How St. James Day School Came to Be
from Essays Upon the History of St. James Church
by former Headmaster, the late J. Bettis Lawrence

In Texarkana, the leadership for this movement (religious education) was provided by the Reverend Thomas H. Carson, Rector of St. James Episcopal Church in 1948. His interest was supported and strengthened by that of Mrs. Carson, Mrs. John Morriss, St., Mrs. John W. Holman, and Arthur Temple, Sr. The first meeting of this group - along with some other interested people - took place in Mrs. Morriss's house at #4 Oak Hill Place.

There was little to start with. It is true that people of substance were supporters of the idea of establishing a St. James Day School; but the only facilities available were in the "Old Parish House," a structure scarcely suitable for a school.

Mrs. Carson, a teacher of considerable experience and of thorough understanding of the concept, was named Director, with Fr. Carson as Rector. The School began with kindergarten classes for four and five-year-olds and a first grade class.

The School was envisioned as a Parish Day School - that is, strictly parochial, the educational arm of the local Church. Subject to the Rector, a Board was established, classically a sub-committee of the Vestry of St. James Parish. This is the way parish schools were supposed to be - strictly as much a part of the Parish as were parochial schools of the Roman Catholics.

Unfortunately for that concept, it soon became evident that the School must have broader community support if it were to expand or, perhaps, survive. The parish families were far from unanimous in their support. (Some thought the school a threat to the public schools,some thought it was snobbish, some thought it was too expensive - $17.00 a month for first grade.) And although some people, like Mrs. Carson, were teaching full time for $100.00 per month, the expenses of such an operation began to mount, as anybody who has ever been connected with a school knows. In addition, even if every family in St. James Parish had sent their children to the School, there were too few children available, and St.

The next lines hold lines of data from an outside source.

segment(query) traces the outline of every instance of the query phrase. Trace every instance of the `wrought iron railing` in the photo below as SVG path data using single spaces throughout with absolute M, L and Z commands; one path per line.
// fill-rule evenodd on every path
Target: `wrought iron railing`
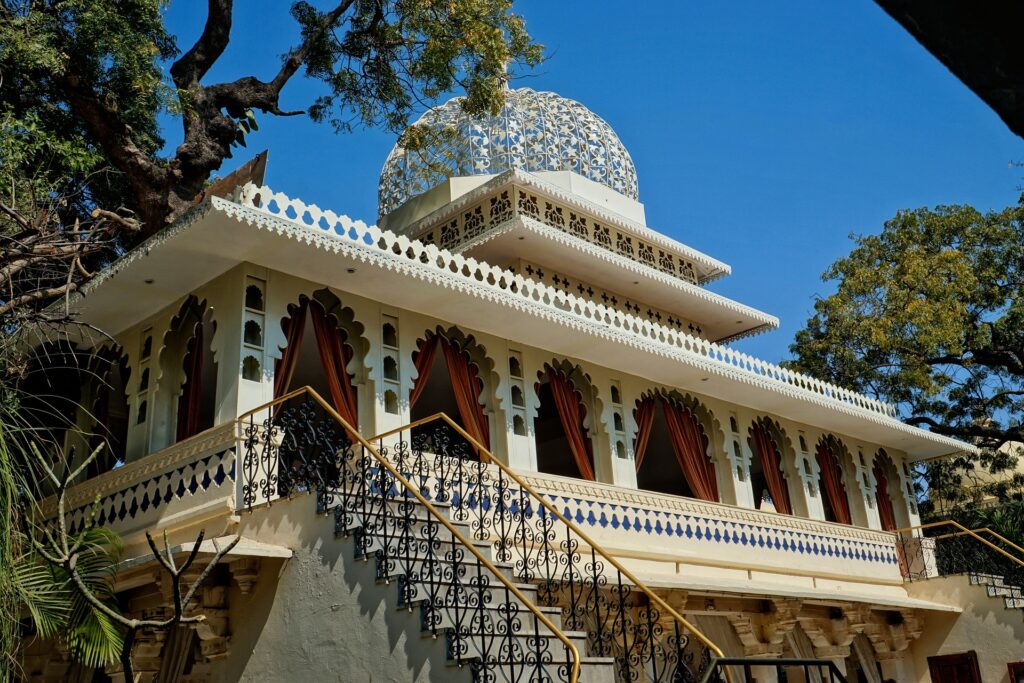
M 743 671 L 745 681 L 758 680 L 752 676 L 752 667 L 770 667 L 775 669 L 776 680 L 788 681 L 789 673 L 794 669 L 803 674 L 802 681 L 814 680 L 810 674 L 816 673 L 818 680 L 822 683 L 846 683 L 846 677 L 830 659 L 795 659 L 785 657 L 723 657 L 715 662 L 715 669 L 708 671 L 701 683 L 709 683 L 715 680 L 712 678 L 716 670 L 725 670 L 726 667 L 737 667 Z M 825 676 L 828 678 L 825 678 Z
M 424 496 L 451 505 L 472 538 L 491 544 L 586 652 L 612 657 L 620 681 L 699 681 L 722 651 L 545 496 L 440 413 L 371 439 Z M 710 680 L 727 680 L 728 670 Z
M 294 391 L 240 422 L 241 509 L 315 495 L 321 512 L 334 512 L 336 531 L 376 559 L 378 577 L 397 578 L 400 603 L 420 607 L 423 627 L 446 639 L 449 658 L 474 680 L 578 681 L 574 640 L 464 535 L 439 498 L 410 482 L 400 459 L 383 455 L 314 391 Z
M 997 576 L 1024 589 L 1024 548 L 995 531 L 942 520 L 895 532 L 908 581 L 971 574 Z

James Church, a rather poor parish at that time, could offer no financial help from its own resources.

So one of those momentous and necessary decisions was made. The School was incorporated, separate from the Church structure, and powerful people who were not Episcopalians were brought into the Board. The Episcopalians under the new charter were to make up a majority of the Board, and Methodist, Presbyterians, Baptist, and others were invited to become members. Kenneth Dickey, arch Smith, and Josh Morriss became active in the School's affairs.

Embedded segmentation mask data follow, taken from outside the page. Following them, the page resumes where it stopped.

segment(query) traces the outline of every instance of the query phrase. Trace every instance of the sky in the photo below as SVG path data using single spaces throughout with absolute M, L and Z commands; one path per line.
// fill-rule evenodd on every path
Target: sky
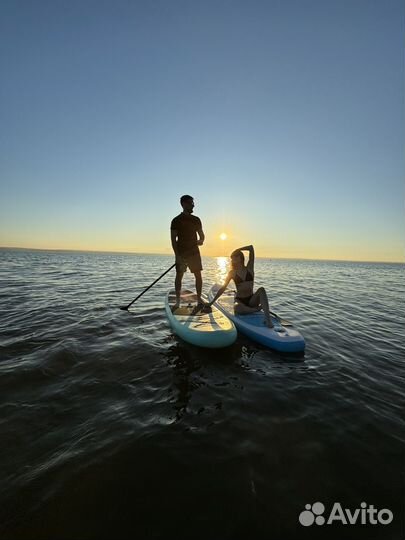
M 402 0 L 3 0 L 0 246 L 405 261 Z M 220 233 L 227 234 L 220 240 Z

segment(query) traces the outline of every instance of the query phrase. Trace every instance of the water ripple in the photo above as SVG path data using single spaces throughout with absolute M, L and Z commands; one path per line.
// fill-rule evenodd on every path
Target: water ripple
M 171 257 L 0 256 L 7 538 L 51 538 L 61 529 L 77 537 L 89 493 L 96 506 L 119 504 L 132 516 L 123 485 L 139 504 L 155 501 L 137 515 L 140 523 L 165 512 L 156 493 L 177 508 L 187 507 L 187 492 L 224 538 L 234 518 L 216 514 L 222 503 L 212 502 L 211 491 L 200 500 L 201 486 L 223 489 L 232 515 L 243 514 L 261 537 L 273 530 L 269 513 L 296 523 L 298 509 L 325 493 L 397 508 L 405 443 L 403 265 L 258 259 L 257 285 L 306 339 L 304 355 L 283 355 L 243 336 L 209 352 L 177 339 L 163 310 L 173 274 L 129 312 L 119 310 Z M 205 289 L 226 264 L 204 259 Z M 186 274 L 184 286 L 193 285 Z M 69 519 L 57 510 L 64 506 L 72 509 Z M 83 538 L 111 536 L 96 512 L 98 520 L 93 536 Z M 204 527 L 201 537 L 212 533 Z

Meanwhile, the School continued to expand its number of grades. By 1952, just four years after its founding, it was offering classes from the three-and-a-half-year-olds through sixth grade, complete with daily Chapel services and religion classes. The grades were moved to the Seegar property on North State Line (current site). This expansion, as was the later growth through the ninth grade, was often more a tribute to hope for increased enrollments in the future than a very present response to a clamor for admission. Such was the case with the opening in 1953 of the seventh grade with seven students (Buzz Arnold, Carolyn Eason, Judy Stewart, John Baldridge, Jessica Bemis, Haydon Fuller, and Libby Gooch), and, at the same time, an eighth grade with three students (John Carson, the Rector's son, and the Murphy Twins, Dick and Dan).